第9話

文字数 2,644文字

 隼人は、代田駅近くにメンタルクリニックがあるのを見つけ、早速行ってみる事にした。クリニックは結構混んでいて、診察を受けられる迄小一時間程掛かった。
「諏訪さん、初めまして。院長の鶴崎と申します。固くならずにリラックスして下さいね。何でも話して下さい。先ずは、今どんな感じなんですか?」
 院長と言っても三十代にしか見えない若い女医が尋ねた。
「今は落ち着いています。ただ、自分の場合、雨の夜になると、体調が崩れ記憶が失われるんです。それも、普通の雨降りではなく、辺りが曇る位の強い降り方の時に」
「うむ。それで?」
「夢遊病者のようになって、彷徨っているみたいなんです」
「その時は、完全に記憶は無くなっている。それで?」
 院長の鶴崎は隼人が話し易いように優しく促した。
「記憶が戻ると、腕や拳に痣が出来ていたり、ある時は血が付着していた時もありました。人と争ったように思われます。それだけでなく、自分が記憶を失った時には、必ず何処かで事件が起きていて、死んだ人までいるんです」
「ご自分ではその事件と関わり合いがあると?」
「正直に言います。自分は警察官です。それらの事件を追っています。いろいろ調べた中で、自分が関わり合いになっていると認めなければおかしい事件が複数あります」
「そうですか……。勤務時間は平均して一日どれ位何ですか?」
「日勤の時はサービス残業も含めて十時間から十二時間位あります。泊りの時は、十四時間前後。だいたいこれ位で、正直余り……」
「幻聴や幻覚を見る事はありますか?」
「幻覚はないですが、時折幻聴の方はあります」
「どんな幻聴ですか?」
「呻き声、悲鳴、助けてくれの声、そういった声が、夜寝床に入った時や、泊りで仮眠している時に聞こえて来ます」
「成る程。それは何時頃からですか?」
「ここ五年程です」
「精神的以外に、肉体的に変調はきたしていませんか?」
「肉体的には何処も」
「もう少し詳しく伺いたいのですが、精神的変調に関して、具体的なきっかけとか心当たりはありますか?」
 隼人は暫く躊躇ったが、意を決して話し始めた。
「今から十三年前、家に強盗が押し入りました。その際、父親と母親の二人が殺されました。私は二階の自分の部屋にいて難は逃れましたが、階下から聞こえて来る怒号と悲鳴に震えました。二階には来るなと祈りながら、クローゼットに隠れていたんです。その時持っていたケータイで警察を呼んだのですが……」
 隼人が言葉を詰まらせた。院長の鶴崎が微笑みのまま軽く促した。
「その日、外は土砂降りで物音が全く聞こえないような日でした。時折雷が鳴り、雷鳴は眩い光と共に家の中まで轟いていました。それから暫くして、私はその時のような天候の時に限って発作のように記憶喪失になるんです。最初は短い時間で、特に身体的な痛みや変調はありませんでした。それが顕著になったのが今から五年前で、連続強盗殺人事件の時でした。自分で調べたら、発作が起きた時と事件発生の時間が一致したんです。それだけではなく、DNAに関しても三件の事件のうち、二件が自分のDNAと現場に残されていた犯人と思われる人間の遺留DNAとが一致していました。私がこれらの事件の有力な容疑者である可能性が高いのです。ただ、自分の中では失われた記憶の中での出来事だけに、何とか真実を突き止めたいという気持ちも強くあります。私はやっていない。それを証明したいのです。その為にこちらの病院へ来て、全てを打ち明けた上で真実を掴みたいのです」
 鶴崎は隼人の話をパソコンではなく、直筆でカルテに書いて行った。途中何度か眼をつむり、軽く頷いてみたりしながら、カルテを書き進めていた。

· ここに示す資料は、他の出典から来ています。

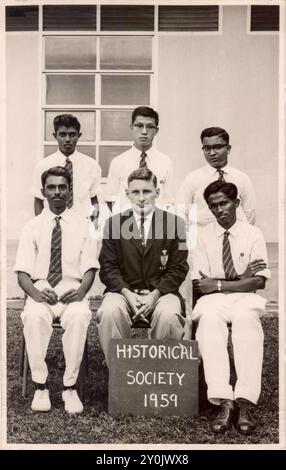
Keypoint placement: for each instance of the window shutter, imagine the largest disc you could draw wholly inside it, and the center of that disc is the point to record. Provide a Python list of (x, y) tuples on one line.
[(189, 18), (69, 18), (22, 18), (264, 18), (127, 18)]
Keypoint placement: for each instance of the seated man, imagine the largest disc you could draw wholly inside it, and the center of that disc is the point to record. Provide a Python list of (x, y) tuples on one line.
[(56, 264), (230, 264), (143, 261)]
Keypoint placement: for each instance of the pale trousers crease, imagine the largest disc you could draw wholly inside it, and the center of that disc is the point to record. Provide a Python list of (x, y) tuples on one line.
[(113, 319), (243, 311), (37, 319)]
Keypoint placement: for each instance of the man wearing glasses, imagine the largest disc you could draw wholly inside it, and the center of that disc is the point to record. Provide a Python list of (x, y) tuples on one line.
[(144, 127), (216, 150)]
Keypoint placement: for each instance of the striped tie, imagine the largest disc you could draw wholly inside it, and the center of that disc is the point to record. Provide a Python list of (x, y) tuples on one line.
[(229, 269), (68, 166), (143, 163), (221, 173), (55, 270)]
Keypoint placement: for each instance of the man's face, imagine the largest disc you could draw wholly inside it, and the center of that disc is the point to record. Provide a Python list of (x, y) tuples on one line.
[(142, 195), (56, 191), (144, 131), (67, 138), (216, 157), (223, 208)]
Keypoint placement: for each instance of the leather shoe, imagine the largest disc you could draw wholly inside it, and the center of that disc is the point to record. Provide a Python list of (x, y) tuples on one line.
[(223, 420), (245, 423)]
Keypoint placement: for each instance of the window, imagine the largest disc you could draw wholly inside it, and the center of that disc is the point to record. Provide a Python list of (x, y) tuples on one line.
[(22, 18)]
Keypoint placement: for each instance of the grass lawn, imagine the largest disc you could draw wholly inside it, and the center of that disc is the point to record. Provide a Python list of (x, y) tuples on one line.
[(95, 426)]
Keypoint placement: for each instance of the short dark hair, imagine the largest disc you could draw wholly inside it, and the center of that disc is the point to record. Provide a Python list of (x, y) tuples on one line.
[(215, 131), (56, 171), (66, 120), (142, 174), (146, 112), (218, 186)]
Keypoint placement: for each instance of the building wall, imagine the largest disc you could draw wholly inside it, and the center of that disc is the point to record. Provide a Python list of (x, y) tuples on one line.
[(229, 80)]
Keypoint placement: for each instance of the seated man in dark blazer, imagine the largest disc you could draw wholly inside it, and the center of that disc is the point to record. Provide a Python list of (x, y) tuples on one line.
[(143, 263)]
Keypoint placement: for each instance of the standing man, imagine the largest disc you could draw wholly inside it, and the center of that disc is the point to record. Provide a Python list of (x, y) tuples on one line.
[(216, 149), (84, 171), (143, 261), (144, 126), (229, 265), (56, 264)]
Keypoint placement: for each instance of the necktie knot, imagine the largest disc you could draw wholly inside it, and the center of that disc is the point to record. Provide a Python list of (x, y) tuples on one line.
[(143, 163)]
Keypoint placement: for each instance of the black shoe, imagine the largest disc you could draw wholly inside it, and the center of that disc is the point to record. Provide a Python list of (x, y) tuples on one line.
[(245, 423), (223, 420)]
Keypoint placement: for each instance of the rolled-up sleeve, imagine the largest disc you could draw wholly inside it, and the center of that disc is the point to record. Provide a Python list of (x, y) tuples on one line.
[(26, 253)]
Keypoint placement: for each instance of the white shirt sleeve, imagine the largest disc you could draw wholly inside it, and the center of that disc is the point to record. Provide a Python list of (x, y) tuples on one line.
[(89, 252), (259, 251), (248, 200), (26, 253), (37, 183), (200, 260)]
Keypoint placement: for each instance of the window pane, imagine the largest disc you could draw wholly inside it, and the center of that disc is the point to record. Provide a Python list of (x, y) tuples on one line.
[(128, 90), (106, 154), (115, 125), (70, 89), (126, 53), (69, 18), (87, 149), (86, 119), (70, 52), (22, 18), (127, 18)]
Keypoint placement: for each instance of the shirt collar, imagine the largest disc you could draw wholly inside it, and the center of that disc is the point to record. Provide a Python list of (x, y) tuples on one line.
[(233, 230), (148, 152), (70, 157)]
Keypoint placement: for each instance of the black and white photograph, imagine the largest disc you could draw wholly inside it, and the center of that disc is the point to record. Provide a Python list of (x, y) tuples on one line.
[(143, 225)]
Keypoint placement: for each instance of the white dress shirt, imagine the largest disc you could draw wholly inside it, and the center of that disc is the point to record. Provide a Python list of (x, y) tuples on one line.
[(79, 247), (193, 186), (246, 244), (122, 165), (86, 178), (147, 222)]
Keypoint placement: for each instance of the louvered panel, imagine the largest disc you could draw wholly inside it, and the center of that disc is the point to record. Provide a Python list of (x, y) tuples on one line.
[(69, 18), (264, 18), (127, 18), (24, 18), (189, 18)]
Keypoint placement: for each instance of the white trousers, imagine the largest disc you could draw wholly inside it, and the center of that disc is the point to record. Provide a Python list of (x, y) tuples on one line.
[(37, 319), (243, 311), (113, 319)]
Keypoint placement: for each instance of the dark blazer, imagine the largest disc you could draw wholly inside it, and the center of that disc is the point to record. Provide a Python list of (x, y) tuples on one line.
[(161, 264)]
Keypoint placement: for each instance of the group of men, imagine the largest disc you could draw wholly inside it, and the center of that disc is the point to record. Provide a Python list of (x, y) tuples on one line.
[(143, 261)]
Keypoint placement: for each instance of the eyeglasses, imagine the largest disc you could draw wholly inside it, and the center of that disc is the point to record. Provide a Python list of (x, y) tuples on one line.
[(148, 127), (216, 147)]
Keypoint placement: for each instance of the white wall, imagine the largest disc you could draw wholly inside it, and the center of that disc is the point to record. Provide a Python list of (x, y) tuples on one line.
[(229, 81), (22, 126)]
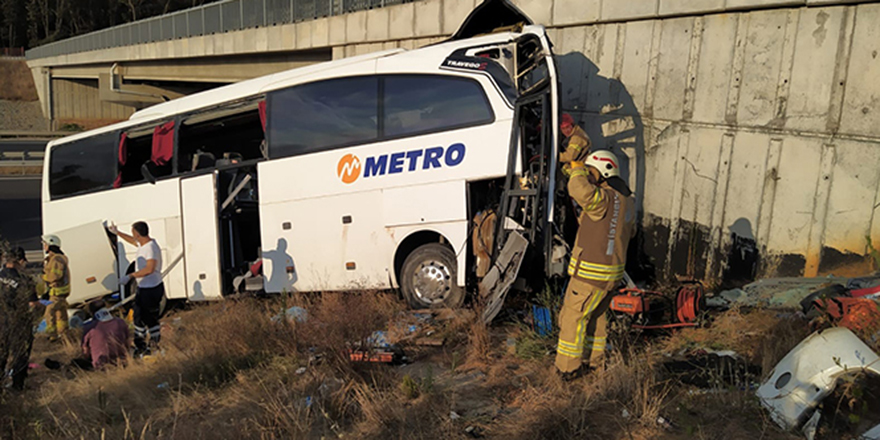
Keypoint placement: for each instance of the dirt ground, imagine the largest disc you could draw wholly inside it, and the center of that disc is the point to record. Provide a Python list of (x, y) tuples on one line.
[(22, 116), (16, 81), (229, 371)]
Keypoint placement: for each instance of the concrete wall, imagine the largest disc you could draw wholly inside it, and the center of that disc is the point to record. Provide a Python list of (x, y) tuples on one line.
[(78, 100), (752, 135)]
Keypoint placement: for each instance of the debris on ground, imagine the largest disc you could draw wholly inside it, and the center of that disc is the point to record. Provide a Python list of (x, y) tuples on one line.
[(788, 293), (709, 369), (651, 310), (810, 372), (293, 314)]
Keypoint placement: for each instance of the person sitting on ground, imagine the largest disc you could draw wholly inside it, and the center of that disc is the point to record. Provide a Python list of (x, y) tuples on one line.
[(17, 299), (106, 342), (56, 275)]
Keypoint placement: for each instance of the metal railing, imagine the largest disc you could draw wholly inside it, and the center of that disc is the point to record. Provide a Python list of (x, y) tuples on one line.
[(213, 18)]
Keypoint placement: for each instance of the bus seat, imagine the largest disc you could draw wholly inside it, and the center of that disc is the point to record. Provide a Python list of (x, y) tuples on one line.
[(202, 160)]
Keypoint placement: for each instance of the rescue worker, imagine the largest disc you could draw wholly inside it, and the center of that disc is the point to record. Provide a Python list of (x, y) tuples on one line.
[(56, 275), (597, 260), (151, 289), (577, 143), (17, 297)]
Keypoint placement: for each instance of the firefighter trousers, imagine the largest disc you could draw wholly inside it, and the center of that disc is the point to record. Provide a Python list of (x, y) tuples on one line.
[(582, 334), (56, 316)]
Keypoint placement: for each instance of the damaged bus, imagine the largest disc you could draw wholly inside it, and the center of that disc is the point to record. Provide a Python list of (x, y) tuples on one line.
[(428, 171)]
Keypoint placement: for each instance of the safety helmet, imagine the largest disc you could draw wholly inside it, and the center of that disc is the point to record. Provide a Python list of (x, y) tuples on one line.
[(605, 162), (52, 240)]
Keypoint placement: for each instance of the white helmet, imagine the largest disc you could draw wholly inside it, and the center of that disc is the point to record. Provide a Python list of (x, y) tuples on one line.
[(52, 240), (605, 162)]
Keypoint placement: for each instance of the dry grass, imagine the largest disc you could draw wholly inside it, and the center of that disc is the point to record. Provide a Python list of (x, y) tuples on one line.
[(16, 81), (230, 372)]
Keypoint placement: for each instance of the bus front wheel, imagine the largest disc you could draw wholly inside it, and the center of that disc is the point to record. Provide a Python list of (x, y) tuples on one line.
[(429, 278)]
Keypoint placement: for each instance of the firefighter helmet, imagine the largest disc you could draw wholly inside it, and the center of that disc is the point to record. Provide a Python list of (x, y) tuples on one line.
[(52, 240), (605, 162)]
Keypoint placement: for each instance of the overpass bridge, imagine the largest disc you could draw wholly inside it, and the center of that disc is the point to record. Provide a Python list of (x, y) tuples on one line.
[(748, 127)]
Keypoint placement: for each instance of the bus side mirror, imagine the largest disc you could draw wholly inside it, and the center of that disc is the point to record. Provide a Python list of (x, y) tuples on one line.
[(145, 171)]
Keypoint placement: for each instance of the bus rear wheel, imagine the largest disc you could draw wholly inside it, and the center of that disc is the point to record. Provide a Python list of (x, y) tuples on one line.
[(429, 278)]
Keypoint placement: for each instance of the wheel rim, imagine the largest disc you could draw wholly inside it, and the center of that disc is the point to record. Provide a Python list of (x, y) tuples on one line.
[(432, 282)]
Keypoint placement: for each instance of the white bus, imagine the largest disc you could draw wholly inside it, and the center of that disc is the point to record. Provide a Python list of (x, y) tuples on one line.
[(361, 173)]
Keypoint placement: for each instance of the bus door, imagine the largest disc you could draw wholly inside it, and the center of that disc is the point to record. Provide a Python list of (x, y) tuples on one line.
[(201, 250), (90, 250), (528, 219)]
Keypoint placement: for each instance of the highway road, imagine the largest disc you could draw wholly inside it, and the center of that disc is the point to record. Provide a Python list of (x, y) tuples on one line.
[(20, 221)]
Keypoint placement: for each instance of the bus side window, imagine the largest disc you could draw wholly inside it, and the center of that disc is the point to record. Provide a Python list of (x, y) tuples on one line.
[(417, 104), (83, 166), (218, 138), (322, 115), (137, 148)]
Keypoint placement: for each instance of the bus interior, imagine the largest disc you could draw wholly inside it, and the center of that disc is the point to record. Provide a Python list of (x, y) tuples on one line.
[(230, 141)]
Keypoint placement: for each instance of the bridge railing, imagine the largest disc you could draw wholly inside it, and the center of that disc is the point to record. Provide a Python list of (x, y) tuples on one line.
[(213, 18)]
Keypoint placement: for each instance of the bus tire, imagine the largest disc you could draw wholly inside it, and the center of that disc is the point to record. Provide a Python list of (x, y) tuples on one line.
[(428, 278)]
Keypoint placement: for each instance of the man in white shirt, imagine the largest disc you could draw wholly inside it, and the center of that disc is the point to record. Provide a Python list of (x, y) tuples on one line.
[(150, 289)]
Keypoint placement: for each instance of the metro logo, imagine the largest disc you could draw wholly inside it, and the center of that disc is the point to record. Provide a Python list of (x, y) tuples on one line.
[(349, 167)]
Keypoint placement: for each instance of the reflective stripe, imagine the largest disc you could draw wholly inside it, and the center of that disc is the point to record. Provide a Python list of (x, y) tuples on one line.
[(564, 353), (596, 271), (591, 305), (599, 277), (568, 345), (598, 266), (59, 291)]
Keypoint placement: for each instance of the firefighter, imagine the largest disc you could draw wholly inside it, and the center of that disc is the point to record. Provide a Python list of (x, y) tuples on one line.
[(597, 260), (56, 275), (17, 299)]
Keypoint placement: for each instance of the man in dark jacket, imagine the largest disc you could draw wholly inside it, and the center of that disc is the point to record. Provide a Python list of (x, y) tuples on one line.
[(17, 298)]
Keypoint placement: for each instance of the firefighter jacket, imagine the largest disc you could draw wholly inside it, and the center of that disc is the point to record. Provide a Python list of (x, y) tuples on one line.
[(577, 146), (606, 226), (56, 274)]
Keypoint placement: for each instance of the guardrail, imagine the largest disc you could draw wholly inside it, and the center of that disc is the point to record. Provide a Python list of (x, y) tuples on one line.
[(213, 18), (22, 156), (36, 135)]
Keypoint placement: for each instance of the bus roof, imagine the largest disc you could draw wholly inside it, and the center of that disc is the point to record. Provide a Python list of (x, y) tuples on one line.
[(429, 60)]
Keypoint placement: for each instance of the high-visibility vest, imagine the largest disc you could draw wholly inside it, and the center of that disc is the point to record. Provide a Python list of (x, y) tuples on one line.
[(599, 254)]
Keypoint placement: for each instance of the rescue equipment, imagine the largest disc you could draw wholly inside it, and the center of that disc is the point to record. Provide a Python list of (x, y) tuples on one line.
[(650, 310)]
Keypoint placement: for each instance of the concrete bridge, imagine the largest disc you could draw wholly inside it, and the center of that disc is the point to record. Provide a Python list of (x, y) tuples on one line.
[(749, 126)]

「真実を知る事で不幸になる場合もありますが、その辺の事は?」
「分かっています。もし私が発作を起こしてそれらの事件を犯していたならば、相応の償いをします。その覚悟はあります」
「そうですか……。まず発作の件ですが、ひょっとしたら十三年前の事件が強いトラウマとなって、そういう症状が出た可能性があります」
「トラウマですか……」
「はい。それと統合失調症の可能性も否定できません」
「統合失調症ですか?」
「ええ。統合失調症は諏訪さんのように幻覚や妄想といった精神症状や意欲が低下し、感情が出にくくなるなどの機能低下、認知機能の低下などを主症状とする精神疾患です。統合失調症の原因は明らかになっていません。脳に情報を伝える機能の変化や遺伝、環境などが複雑に関係しているといわれています。あくまで仮設ですが、もともと統合失調症になりやすい要因を持った人に進学や就職、結婚など環境の変化や人間関係の大きなストレスや緊張が発症のきっかけになるのではないかと考えられています。つまり、諏訪さんの場合幼少期の事件が引き金となって統合失調症になったのではないかと思われます。多くは10歳代後半から30歳代頃に発症するといわれていますから、年齢的にもピタリと来ます」
「精神疾患から来るものなんですね」
「はい。ですから実際は妄想や幻覚が、今回の件に関わっているかと思います」
「ならば、自分が拳を怪我したり、返り血のようなものが付着していたというのはどう説明するのですか?」
「ご自分で壁や塀を拳で叩いたりして出来た傷とも言えませんか?返り血も別な事で付着したとも考えられます」
「では、必ず雨の強い日に発作は起きているのですが、それも統合失調症のせいですか?」
「断言するのは危険ですが、その可能性は高いです。十三年前の事件が大きく影響していると思います。お薬を出して置きますから、それで様子を見ましょう。睡眠導入剤もお出しして置きます。二週間後にまた必ず来て下さいね」
 隼人は頭を下げ、診察室を出た。待合室で待っていると、名前を呼ばれ会計を済ます。処方箋を貰い、病院の隣にあった薬局で薬を貰った。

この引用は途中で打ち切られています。